With reference to FIGS. 7-8, in this embodiment, the tripod head is further provided with a damping actuating member 8. The damping actuating member 8 is rotatably arranged on the case 1. Multiple damping plate assemblies 9 are sleeved on the pivot shaft 2. The case 1 is also movably provided with an adjusting post 13. The adjusting post 13 is provided with locking protrusions 131 for clamping the damping plate assemblies 9. The locking protrusions 131 correspond to multiple damping plate assemblies 9, and the damping actuating member 8 is provided with damping triggers 81 for driving the locking protrusions 131 to move. The damping triggers 81 are connected to the adjusting post 13.

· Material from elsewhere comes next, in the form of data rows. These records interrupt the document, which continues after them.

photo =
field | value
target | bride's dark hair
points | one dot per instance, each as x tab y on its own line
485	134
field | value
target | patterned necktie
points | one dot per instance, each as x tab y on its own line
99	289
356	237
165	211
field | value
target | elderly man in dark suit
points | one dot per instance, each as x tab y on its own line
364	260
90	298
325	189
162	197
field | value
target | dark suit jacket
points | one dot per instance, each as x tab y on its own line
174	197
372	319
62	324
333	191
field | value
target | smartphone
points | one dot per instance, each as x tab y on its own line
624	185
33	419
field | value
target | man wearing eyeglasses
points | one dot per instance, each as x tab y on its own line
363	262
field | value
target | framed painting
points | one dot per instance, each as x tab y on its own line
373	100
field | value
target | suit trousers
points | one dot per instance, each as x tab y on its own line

In some aspects, there are multiple adjusting posts 13, and there are multiple damping triggers 81 on the damping actuating member 8. The multiple damping triggers 81 correspond to the multiple adjusting posts 13.

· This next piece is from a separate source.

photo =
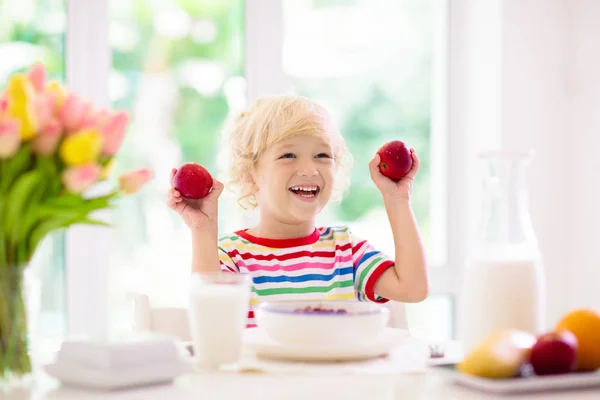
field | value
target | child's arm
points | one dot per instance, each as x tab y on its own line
407	281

In some aspects, a rotating groove 14 is arranged on the side of the case 1, and one end of each adjusting post 13 passes through the case 1 to be exposed inside the rotating groove 14. The damping triggers 81 are movably arranged within the rotating groove 14. Specifically, the rotating groove 14 is an annular rotating groove 14, and multiple damping triggers 81 are annularly distributed to be movably arranged within the rotating groove 14. Specifically, the other end of each adjusting post 13 is used for connecting to a spring or the like.

When the damping actuating member 8 is rotated, the damping triggers 81 on the damping actuating member 8 press against the corresponding adjusting posts 13, causing the locking protrusions 131 of the adjusting posts 13 to move to the sides of the corresponding damping plate assemblies 9 to clamp the gears of the damping plate assemblies 9, thereby clamping the damping plate assemblies 9. This prevents the damping plate assemblies 9 from rotating with the pivot shaft 2, thereby generating damping with other damping plate assemblies 9 and thus adjusting the damping of the tripod head.

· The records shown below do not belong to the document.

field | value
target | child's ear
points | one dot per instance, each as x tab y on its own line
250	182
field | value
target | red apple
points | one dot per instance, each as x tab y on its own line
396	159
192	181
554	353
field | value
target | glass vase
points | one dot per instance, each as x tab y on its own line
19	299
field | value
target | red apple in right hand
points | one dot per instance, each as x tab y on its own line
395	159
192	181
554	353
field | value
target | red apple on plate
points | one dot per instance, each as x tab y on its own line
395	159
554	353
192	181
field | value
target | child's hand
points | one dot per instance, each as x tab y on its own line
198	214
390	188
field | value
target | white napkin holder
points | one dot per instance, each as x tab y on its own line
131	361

Moreover, based on the cooperation of the multiple damping triggers 81 and the multiple adjusting posts 13, the damping actuating member 8 can be rotated to control the clamping of different numbers of damping plate assemblies 9, thereby adjusting the damping magnitude and forming different damping gears.

With reference to FIG. 2, in this embodiment, the mounting assembly 3 includes two side plates 31 and a quick-release plate 32 for installing photography equipment. The two side plates 31 are located on the left and right sides of the case 1, respectively, and are fixed to both ends of the pivot shaft 2. The quick-release plate 32 is fixedly arranged between the two side plates 31.

With reference to FIG. 1, in this embodiment, the tripod head further includes a tripod 15, and the case 1 is arranged on the tripod 15.

As used in the claims, the indefinite articles “a” and “an” should be understood to mean “one or more” unless explicitly stated otherwise or unless the context clearly dictates a singular interpretation. The use of these articles does not limit the claimed invention to a single instance of the referenced element but rather encompasses multiple instances where applicable.

As used herein, the terms “member” and “part” each refer to a tangible, physical structure, such as a component, element, or part, which may be formed from any suitable material. Unless explicitly stated otherwise, the use of the term “member” or “part” is not intended to invoke 35 U.S.C. § 112(f), and should not be construed as a means-plus-function limitation.